On July 12, 2022, the meeting between Mexico President Andrés Manuel López Obrador and U.S. President Joseph Biden resulted in a joint statement, containing some promises of cross-border law enforcement cooperation.
Drug Trafficking, Arms Trafficking, Human Smuggling, and Transnational Criminal Organizations
Through the Bicentennial Framework for Security, Public Health, and Safe Communities, the two leaders reaffirmed their commitment to cooperate to address major security issues affecting the two nations, including the challenges of fentanyl, arms trafficking, and human smuggling, and to reduce levels of drug abuse and addiction.
They committed to deepen their cooperation to combat transnational criminal organizations. They reaffirmed the robust operational efforts between law enforcement agencies to address these security efforts. They pledged to establish a U.S.-Mexico operational task force to disrupt the flow of fentanyl into their countries.
Migration Issues
The two leaders referred to the tragic deaths of 51 migrants on June 27 at the hands of human smugglers in San Antonio. The incident further strengthens their “determination to go after the multi-billion-dollar criminal smuggling industry preying on migrants and increase our efforts to address the root causes of migration.” The Departments of Justice (DOJ) and Homeland Security (DHS) and Mexico’s Attorney General’s Office have coordinated to arrest and prosecute those who endanger the lives of vulnerable migrants.” In doing so, they will, among other things, work through Joint Task Force Alpha and its Mexican partners.
Joint Task Force Alpha is a law enforcement task force. It will marshal the investigative and prosecutorial resources of the DOJ, in partnership with the DHS, to enhance U.S. enforcement efforts against the most prolific and dangerous human smuggling and trafficking groups operating in Mexico and the Northern Triangle countries of Guatemala, El Salvador, and Honduras.
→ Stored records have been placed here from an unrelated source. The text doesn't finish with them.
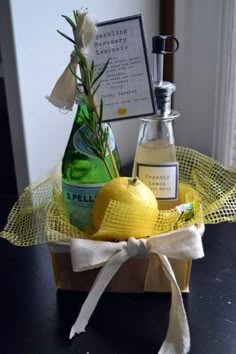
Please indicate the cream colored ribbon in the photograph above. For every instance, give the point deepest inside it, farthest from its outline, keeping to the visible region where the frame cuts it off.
(180, 244)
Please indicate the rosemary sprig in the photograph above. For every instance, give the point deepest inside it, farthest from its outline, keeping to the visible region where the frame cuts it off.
(97, 139)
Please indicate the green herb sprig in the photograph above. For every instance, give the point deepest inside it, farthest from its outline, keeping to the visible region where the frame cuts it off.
(97, 139)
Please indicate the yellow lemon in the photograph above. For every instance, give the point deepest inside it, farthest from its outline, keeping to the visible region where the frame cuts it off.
(124, 207)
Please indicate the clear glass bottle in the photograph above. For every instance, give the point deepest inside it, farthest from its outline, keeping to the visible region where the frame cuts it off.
(155, 159)
(83, 174)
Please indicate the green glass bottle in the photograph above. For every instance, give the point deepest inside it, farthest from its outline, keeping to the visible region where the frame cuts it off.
(83, 174)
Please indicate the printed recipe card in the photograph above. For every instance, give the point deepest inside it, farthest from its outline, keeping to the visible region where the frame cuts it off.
(125, 87)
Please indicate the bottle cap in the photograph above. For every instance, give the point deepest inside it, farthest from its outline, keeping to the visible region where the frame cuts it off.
(163, 89)
(159, 44)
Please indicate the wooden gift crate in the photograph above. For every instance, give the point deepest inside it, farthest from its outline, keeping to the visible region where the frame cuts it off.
(137, 275)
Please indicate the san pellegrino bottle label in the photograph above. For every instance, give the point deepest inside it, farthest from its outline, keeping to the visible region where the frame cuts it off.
(81, 146)
(161, 178)
(84, 175)
(79, 199)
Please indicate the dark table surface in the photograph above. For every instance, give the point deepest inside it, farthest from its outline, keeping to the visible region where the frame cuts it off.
(36, 318)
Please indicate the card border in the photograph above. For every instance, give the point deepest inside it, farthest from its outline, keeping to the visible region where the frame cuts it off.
(125, 19)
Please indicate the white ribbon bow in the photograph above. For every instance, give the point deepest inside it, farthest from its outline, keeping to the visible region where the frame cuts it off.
(180, 244)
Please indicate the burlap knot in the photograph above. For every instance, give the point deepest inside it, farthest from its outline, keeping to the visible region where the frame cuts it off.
(180, 244)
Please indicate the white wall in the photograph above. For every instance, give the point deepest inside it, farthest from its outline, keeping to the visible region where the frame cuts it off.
(42, 55)
(197, 28)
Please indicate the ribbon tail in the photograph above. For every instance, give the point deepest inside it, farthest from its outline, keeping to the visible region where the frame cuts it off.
(104, 277)
(177, 340)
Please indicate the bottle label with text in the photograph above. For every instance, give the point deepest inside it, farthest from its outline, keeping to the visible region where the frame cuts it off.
(79, 200)
(161, 178)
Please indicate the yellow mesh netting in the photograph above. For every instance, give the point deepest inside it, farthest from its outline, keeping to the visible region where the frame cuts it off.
(39, 215)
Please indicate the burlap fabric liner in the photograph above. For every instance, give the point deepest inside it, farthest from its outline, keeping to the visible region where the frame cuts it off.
(39, 216)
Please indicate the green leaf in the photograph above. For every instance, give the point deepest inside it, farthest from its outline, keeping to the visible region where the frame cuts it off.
(91, 72)
(101, 110)
(74, 73)
(81, 57)
(95, 90)
(76, 16)
(100, 73)
(73, 25)
(67, 37)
The Joint Task Force is composed of federal prosecutors from U.S. Attorney’s Offices along the Southwest Border (District of Arizona, Southern District of California, Southern District of Texas, and Western District of Texas), from the Criminal Division and the Civil Rights Division. Also participating are law enforcement agents and analysts from DHS’s Immigration and Customs Enforcement and Customs and Border Patrol. The FBI and the Drug Enforcement Administration are also part of the Task Force. It works closely with Operation Sentinel, a recently announced DHS operation focused on countering transnational criminal organizations affiliated with migrant smuggling.
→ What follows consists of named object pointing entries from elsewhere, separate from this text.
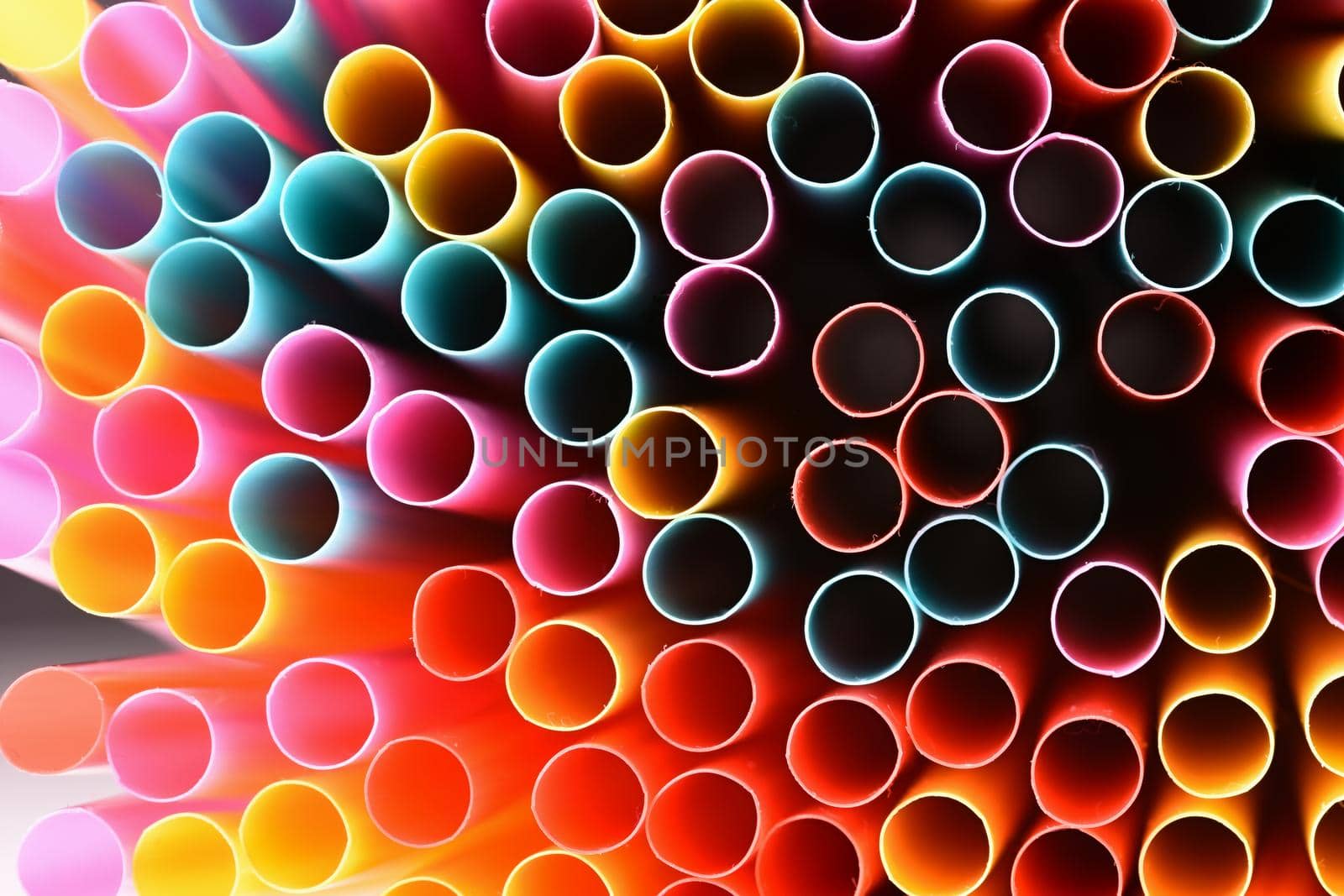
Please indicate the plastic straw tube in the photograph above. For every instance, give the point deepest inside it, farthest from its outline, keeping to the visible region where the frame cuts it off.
(963, 712)
(139, 60)
(165, 745)
(699, 694)
(1292, 492)
(617, 118)
(218, 597)
(850, 495)
(1003, 344)
(581, 387)
(844, 750)
(718, 207)
(1196, 123)
(339, 211)
(206, 296)
(1288, 250)
(722, 320)
(1176, 234)
(927, 217)
(1066, 190)
(823, 132)
(571, 537)
(381, 105)
(1215, 743)
(743, 53)
(326, 385)
(860, 627)
(810, 855)
(333, 711)
(961, 570)
(589, 799)
(994, 98)
(705, 822)
(1218, 595)
(1155, 345)
(225, 174)
(418, 792)
(564, 676)
(1053, 501)
(869, 359)
(952, 448)
(190, 852)
(1066, 860)
(112, 197)
(1108, 49)
(1106, 618)
(702, 569)
(1297, 380)
(585, 248)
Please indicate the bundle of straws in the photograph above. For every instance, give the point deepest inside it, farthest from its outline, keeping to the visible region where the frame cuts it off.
(680, 448)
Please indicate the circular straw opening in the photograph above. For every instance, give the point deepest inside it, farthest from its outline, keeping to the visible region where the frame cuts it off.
(214, 595)
(615, 112)
(963, 714)
(1215, 743)
(51, 720)
(823, 130)
(705, 822)
(721, 320)
(869, 359)
(699, 570)
(322, 714)
(295, 836)
(463, 183)
(952, 448)
(109, 195)
(418, 793)
(456, 297)
(1003, 344)
(286, 506)
(568, 539)
(580, 387)
(1198, 123)
(1053, 501)
(1086, 772)
(1117, 45)
(160, 745)
(843, 752)
(1106, 618)
(927, 219)
(464, 622)
(850, 496)
(1155, 345)
(717, 207)
(584, 246)
(93, 342)
(1066, 190)
(1176, 234)
(1294, 250)
(699, 694)
(995, 97)
(199, 293)
(541, 39)
(961, 570)
(1218, 597)
(936, 844)
(562, 676)
(589, 799)
(218, 167)
(860, 627)
(105, 559)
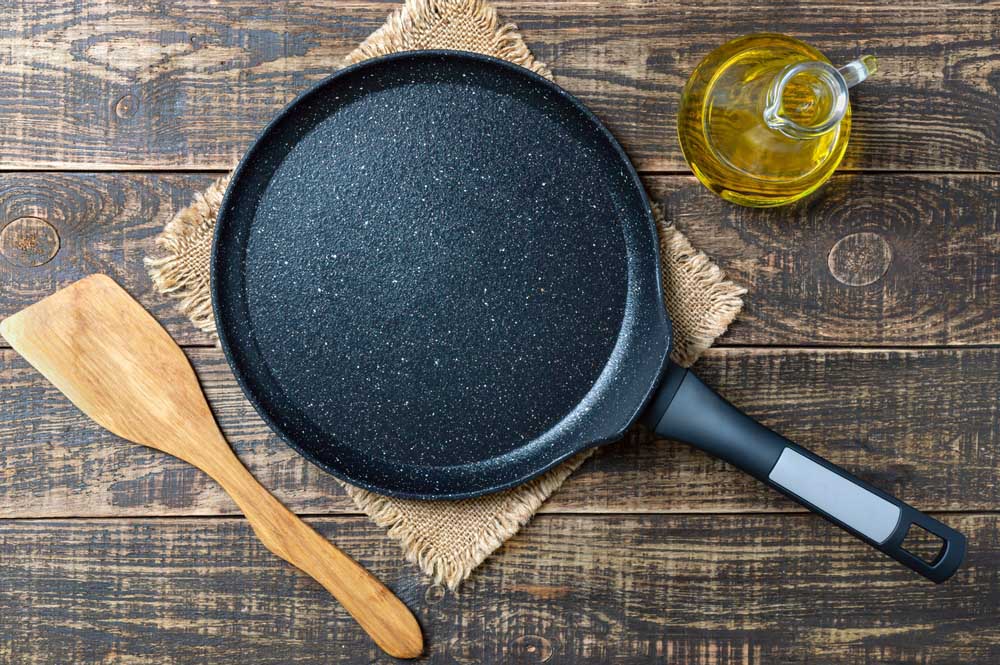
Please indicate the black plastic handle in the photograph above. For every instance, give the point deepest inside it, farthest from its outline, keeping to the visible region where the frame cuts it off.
(687, 410)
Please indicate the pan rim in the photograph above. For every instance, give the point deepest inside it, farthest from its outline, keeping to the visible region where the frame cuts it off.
(245, 163)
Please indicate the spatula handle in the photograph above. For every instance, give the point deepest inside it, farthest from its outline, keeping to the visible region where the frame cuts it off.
(379, 612)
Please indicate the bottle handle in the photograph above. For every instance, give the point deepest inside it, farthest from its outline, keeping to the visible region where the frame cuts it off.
(834, 83)
(858, 70)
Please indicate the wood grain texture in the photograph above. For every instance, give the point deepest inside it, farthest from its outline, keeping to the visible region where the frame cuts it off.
(188, 84)
(111, 358)
(922, 425)
(927, 262)
(698, 590)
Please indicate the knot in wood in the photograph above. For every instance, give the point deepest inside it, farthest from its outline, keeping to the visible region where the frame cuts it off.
(531, 649)
(29, 242)
(860, 259)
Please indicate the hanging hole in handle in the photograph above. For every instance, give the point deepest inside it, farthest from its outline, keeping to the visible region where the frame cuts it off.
(923, 544)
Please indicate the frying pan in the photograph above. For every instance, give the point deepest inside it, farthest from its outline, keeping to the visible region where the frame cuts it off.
(436, 275)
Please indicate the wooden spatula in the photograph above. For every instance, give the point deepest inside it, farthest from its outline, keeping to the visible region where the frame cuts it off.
(119, 366)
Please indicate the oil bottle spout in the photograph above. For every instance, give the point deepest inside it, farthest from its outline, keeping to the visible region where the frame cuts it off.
(857, 71)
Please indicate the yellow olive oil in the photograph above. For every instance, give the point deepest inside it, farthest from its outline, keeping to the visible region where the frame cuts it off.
(764, 120)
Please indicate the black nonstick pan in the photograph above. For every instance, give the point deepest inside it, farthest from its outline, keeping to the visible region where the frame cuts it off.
(436, 275)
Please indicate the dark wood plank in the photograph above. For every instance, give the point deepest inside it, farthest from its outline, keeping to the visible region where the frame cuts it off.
(187, 84)
(721, 590)
(94, 223)
(921, 424)
(928, 248)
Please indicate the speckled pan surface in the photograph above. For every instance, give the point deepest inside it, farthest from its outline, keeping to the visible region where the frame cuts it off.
(436, 275)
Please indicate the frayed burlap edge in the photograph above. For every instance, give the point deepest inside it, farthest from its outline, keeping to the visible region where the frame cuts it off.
(409, 27)
(517, 506)
(182, 271)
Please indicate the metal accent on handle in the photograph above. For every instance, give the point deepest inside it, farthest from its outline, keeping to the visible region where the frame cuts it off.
(865, 512)
(685, 409)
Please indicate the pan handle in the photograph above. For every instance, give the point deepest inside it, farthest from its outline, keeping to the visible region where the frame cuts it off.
(685, 409)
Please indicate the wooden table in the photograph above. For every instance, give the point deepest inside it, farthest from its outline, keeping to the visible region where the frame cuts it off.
(871, 333)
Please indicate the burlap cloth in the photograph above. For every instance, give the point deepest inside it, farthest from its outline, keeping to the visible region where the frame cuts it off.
(448, 539)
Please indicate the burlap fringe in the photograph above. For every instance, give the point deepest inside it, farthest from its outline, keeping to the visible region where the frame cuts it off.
(452, 568)
(172, 272)
(416, 17)
(679, 260)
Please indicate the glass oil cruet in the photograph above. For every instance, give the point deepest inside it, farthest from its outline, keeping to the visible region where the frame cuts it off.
(764, 119)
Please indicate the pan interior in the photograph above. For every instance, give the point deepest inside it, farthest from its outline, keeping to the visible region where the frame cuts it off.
(436, 276)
The two leaders pledged to build on the commitments at the Summit of the Americas made by twenty-one countries in the hemisphere pursuant to the Los Angeles Declaration on Migration and Protection, they said they are taking immediate and coordinated steps to manage the flows of migrants arriving into their countries. They have joined efforts to address the underlying economic and security drivers of migration. Recognizing that development must be at the center of all migration policies, they will accelerate and expand international cooperation programs focused on the most marginalized communities. At the same time, they will maintain strong border enforcement policies while ensuring full protection of human rights.
Analysis
Perhaps the most concrete development is pledged to establish a U.S.-Mexico operational task force to disrupt the flow of fentanyl. Some of the ingredients tend to originate in China and are brought into Mexico, where they are further processed for export to the U.S.
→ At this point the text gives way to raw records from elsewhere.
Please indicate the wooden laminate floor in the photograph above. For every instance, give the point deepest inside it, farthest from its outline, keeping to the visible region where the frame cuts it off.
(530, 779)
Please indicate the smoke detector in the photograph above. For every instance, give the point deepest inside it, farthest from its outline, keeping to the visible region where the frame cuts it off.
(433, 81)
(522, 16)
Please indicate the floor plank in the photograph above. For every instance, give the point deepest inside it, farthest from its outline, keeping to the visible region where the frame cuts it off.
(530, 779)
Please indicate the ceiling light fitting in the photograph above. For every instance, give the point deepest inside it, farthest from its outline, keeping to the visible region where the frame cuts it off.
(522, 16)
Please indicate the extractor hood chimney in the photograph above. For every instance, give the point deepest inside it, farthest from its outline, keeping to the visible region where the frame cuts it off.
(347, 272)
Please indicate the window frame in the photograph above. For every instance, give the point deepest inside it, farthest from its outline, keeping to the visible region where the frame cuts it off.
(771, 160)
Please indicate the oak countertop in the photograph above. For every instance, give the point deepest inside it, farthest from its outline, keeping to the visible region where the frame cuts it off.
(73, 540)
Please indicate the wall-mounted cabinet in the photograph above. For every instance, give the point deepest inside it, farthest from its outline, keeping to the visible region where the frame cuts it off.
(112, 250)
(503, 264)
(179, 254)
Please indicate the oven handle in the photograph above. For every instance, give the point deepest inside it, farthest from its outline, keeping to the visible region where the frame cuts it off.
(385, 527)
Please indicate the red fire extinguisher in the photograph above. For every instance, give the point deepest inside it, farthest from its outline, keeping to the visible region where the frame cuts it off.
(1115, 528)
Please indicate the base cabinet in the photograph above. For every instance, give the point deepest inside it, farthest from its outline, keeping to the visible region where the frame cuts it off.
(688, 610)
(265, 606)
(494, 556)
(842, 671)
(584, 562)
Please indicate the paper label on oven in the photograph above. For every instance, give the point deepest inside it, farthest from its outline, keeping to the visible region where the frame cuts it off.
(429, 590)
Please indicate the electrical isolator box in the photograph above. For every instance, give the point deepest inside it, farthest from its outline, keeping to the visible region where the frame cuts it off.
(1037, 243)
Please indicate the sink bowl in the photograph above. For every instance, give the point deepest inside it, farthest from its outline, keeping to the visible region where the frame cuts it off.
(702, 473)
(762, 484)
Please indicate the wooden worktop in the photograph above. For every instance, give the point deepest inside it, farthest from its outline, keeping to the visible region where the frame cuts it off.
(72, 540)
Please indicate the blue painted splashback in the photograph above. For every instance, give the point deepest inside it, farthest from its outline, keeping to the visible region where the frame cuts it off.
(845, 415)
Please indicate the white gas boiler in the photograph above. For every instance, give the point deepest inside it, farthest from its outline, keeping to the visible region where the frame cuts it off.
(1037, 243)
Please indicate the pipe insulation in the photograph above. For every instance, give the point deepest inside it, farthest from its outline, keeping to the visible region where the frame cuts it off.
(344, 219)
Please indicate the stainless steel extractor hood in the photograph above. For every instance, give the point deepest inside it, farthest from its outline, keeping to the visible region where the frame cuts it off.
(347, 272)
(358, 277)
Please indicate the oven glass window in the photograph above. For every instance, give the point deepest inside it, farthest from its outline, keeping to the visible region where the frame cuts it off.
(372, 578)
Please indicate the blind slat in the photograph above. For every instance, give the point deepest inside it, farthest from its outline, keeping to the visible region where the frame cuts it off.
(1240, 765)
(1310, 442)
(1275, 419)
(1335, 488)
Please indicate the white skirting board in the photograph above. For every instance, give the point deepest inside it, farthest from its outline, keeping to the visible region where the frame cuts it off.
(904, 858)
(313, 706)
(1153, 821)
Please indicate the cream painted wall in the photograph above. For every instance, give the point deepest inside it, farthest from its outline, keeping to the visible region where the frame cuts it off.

The most difficult pledge is to have strong border enforcement policies while ensuring full protection of human rights. The U.S. border situation suffers from the failure of the U.S. Congress to enact modernize legislation, the lack of resources at the border to process the number of aliens, the failure to invest in resources to adjudicate the number of asylum applicants, policies of U.S. state governments which sometimes do not complement and even work at cross-purposes with U.S. immigration and human rights policies, and the lack of consistent border and immigration policies when administrations change.
A limitation of the Los Angels Declaration on Migration and Protection is that some of the most countries that are the sources (e.g., Cuba) and intermediary locations (e.g., Nicaragua) have not joined the Declaration.
The Bicentennial Framework provides at least a detailed framework for cross-border enforcement cooperation between the two countries. In addition, the U.S.-Mexico-Canada Free Trade Agreement has strengthened enforcement provisions, especially for labor and the environment. Those provisions also enable the two governments and other stakeholders to ensure enforcement cooperation occurs with respect to the issues covered in the agreement. These provisions also extend to intellectual property enforcement.